Skulls of 19 Black Americans returned to New Orleans, honored at service

A New Orleans jazz funeral to honor 19 African Americans whose skulls were taken to Germany and used for “racially biased scientific research” was held on Saturday, May 31, in Louisiana. The remains were returned as part of a joint effort that included Dillard University, the city of New Orleans and University Medical Center, according to a press release.
Dillard University’s president, Monique Guillory, said that the remains coming back is a “restoration of humanity.”
According to Dillard University, a New Orleans doctor, Henry D. Schmidt, gave 19 crania to Dr. Emil Ludwig Schmidt of Leipzig, Germany in the 1880s.
The skulls were “cataloged as ‘specimens’ during a time of rampant colonialism and racial pseudoscience,” Dillard University said.
NBC News wrote that this research was trying to confirm a false theory that Black people’s brains were smaller than other people’s.
The University of Leipzig reached out to the City of New Orleans Archaeologist in 2023 and offered to repatriate the remains of Adam Grant, Isaak Bell, Hiram Smith, William Pierson, Henry Williams, John Brown, Hiram Malone, William Roberts, Alice Brown, Prescilla Hatchet, Marie Louise, Mahala, Samuel Prince, John Tolman, Henry Allen, Moses Willis and Henry Anderson. Two of the deceased could not be identified.

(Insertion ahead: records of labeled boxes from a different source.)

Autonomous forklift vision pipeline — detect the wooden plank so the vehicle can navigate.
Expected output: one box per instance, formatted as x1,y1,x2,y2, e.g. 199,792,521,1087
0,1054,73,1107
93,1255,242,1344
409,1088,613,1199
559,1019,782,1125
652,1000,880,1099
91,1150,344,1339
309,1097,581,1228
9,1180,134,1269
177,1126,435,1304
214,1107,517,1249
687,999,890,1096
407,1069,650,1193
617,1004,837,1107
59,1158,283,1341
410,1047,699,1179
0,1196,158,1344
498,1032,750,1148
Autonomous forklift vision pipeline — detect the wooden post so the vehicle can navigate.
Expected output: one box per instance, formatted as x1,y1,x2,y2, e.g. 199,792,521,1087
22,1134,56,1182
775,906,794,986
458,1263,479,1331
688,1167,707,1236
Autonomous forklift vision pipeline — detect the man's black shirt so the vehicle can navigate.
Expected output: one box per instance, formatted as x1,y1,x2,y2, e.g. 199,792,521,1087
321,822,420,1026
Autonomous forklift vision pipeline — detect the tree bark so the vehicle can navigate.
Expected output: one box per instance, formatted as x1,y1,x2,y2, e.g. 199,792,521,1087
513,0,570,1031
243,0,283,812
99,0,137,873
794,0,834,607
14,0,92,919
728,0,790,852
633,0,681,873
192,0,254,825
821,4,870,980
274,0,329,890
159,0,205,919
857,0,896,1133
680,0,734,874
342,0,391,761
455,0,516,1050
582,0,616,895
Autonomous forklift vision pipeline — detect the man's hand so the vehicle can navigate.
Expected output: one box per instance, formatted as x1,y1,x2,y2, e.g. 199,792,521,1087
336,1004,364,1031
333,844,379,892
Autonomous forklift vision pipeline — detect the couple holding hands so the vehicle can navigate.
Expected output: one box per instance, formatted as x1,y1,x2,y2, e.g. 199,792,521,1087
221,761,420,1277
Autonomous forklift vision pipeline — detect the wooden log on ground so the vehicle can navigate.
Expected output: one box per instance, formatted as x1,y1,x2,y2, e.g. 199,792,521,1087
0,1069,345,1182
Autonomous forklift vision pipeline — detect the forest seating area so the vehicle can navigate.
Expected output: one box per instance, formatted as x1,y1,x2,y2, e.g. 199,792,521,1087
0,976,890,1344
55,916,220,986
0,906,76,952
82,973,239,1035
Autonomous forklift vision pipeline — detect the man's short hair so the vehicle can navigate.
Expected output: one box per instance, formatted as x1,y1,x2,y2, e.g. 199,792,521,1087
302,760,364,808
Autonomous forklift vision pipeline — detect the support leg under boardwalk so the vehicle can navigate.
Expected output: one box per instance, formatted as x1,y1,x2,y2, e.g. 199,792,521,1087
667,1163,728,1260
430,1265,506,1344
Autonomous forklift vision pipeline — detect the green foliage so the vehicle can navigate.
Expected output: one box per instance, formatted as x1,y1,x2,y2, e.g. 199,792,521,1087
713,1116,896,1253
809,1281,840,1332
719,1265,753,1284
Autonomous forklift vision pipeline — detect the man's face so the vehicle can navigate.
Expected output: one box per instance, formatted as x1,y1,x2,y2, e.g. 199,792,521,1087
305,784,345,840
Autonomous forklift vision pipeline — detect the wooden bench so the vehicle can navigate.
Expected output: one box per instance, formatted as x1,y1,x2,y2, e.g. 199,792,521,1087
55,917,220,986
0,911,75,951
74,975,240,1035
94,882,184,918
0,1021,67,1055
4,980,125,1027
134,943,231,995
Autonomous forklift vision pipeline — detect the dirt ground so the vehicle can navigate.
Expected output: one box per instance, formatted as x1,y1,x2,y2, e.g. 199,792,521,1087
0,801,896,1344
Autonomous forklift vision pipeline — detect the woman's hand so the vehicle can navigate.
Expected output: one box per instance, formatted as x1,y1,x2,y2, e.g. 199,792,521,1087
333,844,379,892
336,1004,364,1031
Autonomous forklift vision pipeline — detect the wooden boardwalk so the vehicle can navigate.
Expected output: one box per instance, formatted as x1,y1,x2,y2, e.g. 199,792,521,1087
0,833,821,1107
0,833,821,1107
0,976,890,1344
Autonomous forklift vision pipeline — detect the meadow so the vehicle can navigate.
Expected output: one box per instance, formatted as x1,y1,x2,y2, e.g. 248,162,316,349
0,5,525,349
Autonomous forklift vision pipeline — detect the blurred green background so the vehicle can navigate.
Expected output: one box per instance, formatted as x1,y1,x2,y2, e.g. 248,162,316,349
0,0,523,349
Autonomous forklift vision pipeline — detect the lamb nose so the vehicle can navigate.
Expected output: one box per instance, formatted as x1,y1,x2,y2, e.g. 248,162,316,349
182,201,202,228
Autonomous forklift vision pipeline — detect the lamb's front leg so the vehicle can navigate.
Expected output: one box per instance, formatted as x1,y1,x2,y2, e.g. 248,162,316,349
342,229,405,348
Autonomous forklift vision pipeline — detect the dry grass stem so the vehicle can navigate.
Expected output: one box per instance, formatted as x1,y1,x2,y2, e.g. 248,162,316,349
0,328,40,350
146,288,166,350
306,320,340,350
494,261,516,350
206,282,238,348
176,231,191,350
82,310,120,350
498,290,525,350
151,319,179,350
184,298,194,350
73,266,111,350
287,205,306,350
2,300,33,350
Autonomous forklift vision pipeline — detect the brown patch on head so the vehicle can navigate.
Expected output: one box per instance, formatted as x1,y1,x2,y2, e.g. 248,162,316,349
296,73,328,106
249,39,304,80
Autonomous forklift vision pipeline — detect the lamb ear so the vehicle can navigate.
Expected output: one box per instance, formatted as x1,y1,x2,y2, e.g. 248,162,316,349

Paul Wolff Mitchell, a researcher at the University of Amsterdam, told the New York Times that this effort is believed to be the first major international repatriation of Black Americans’ remains from Europe.

In a statement, Eva Baham, chair of the repatriation committee at Dillard University, said the collaboration between the groups to bring the remains back is an “act of healing, rooted in a shared commitment to truth and historical accountability.”
Guillory, at a press conference on Thursday, May 29, said that the “19 souls” are being remembered after a death where they were “stripped of their dignity.” They were people with names, “stories and histories,” Guillory added.
“Some of them had families — mothers, fathers daughters, sons,” Guillory said. “(They were) not specimens, not numbers.”
The funeral and repatriation is about “confronting a dark chapter in medical and scientific history, and choosing instead a path of justice, honor and remembrance,” Guillory said.
“These people mattered,” she said. “They belonged here and now they are home.”
During the memorial service, Guillory said as long as she is president of Dillard, May 31 will be known as “Repatriation Day” for the university.
“From this moment on, may these and all other ancestors continue to walk with us and bless us abundantly,” Guillory said.